Wednesday, December 17, 2014

Frankenstein Christmas

by Rosi Bennett
For the Deseret News

I grew up in Costa Rica with five brothers and two sisters. We were very poor. My father was a hard worker and worked two jobs to feed us, but it was not enough. I was always hungry. My mother could put only one scoop of food on our plates each night, and it was never enough for me.

My happiest Christmas in Costa Rica was when I was about 7 years old. My father gathered us together and said, "Well children, this Christmas will be a poor one. We are not going to have presents." We all felt so sad. But my oldest brother, Jorge, tried to comfort Papa by telling him that it was OK and that we didn't need presents.

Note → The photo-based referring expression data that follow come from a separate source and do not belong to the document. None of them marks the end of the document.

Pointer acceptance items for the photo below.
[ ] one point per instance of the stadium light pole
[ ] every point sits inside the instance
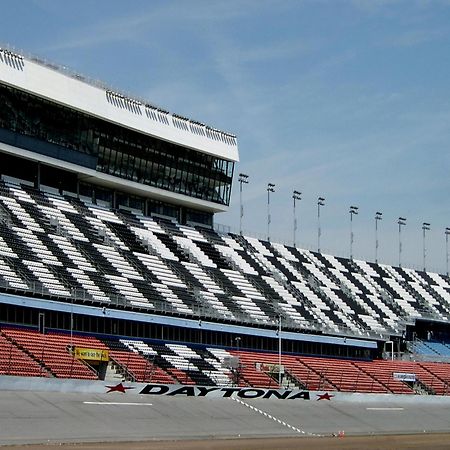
(378, 216)
(243, 179)
(353, 210)
(447, 232)
(270, 188)
(401, 222)
(320, 202)
(296, 195)
(425, 227)
(279, 350)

My father said, "We will still go to the forest and cut our cypress Christmas tree and we will decorate it and it will smell so good in our house. And on Christmas Eve we will make wonderful tamales and everything will be just fine."

You have to know that in Costa Rica it is tradition to make delicious tamales to eat on Christmas Eve. It is also tradition to wake up at midnight and eat tamales and open your Christmas presents. But this year there would be no presents. I was very sad, and I said to my mother and my father that I'd like to have a very expensive doll that I saw in the store window. I said to my father, "Poppy, can't I have a doll for Christmas? I want a doll very bad." I think my father had a knot in his heart when he just looked at me and patted my head.

That year on Christmas Eve our father woke us up as usual at midnight to eat our tamales. And we were surprised that he had presents for all of us. He had taken some wood and made guns for my brothers. For my sister he made a small play stove out of a piece of tin. My sister enjoyed the stove, but she had to be careful because the edges were so sharp that it was dangerous. My sister said that even though our father was a good worker, he was not a good craftsman.

I was so excited that the big box under the tree was for me. When I picked it up it was so heavy. And when I opened it, what a surprise! My father had made a doll for me.

It was not a regular or a normal doll. It was a wooden doll that Father had cut out of a large piece of wood. It was all one piece, and he had made a simple cut to show the form of the arms and legs. The doll had kind of a square head, slightly rounded at the top. Papa had tried to paint a face on the doll. But he was not an artist, and the doll had a man's face with big bushy eyebrows sticking to the nose.

When my brother looked at my doll he said he was the ugliest doll in the whole world. He said he looked like Frankenstein! Everyone laughed at my doll and called him "Frankenstein." But I did not care! He was my doll and I loved him!

I wrapped him in a rag for a blanket. My sister said she could not believe that I took him outside and carried him up and down the street showing all the neighbors the doll I got for Christmas.

When I think of all my growing up years in Costa Rica, my favorite memory is the year of my "Frankenstein Christmas."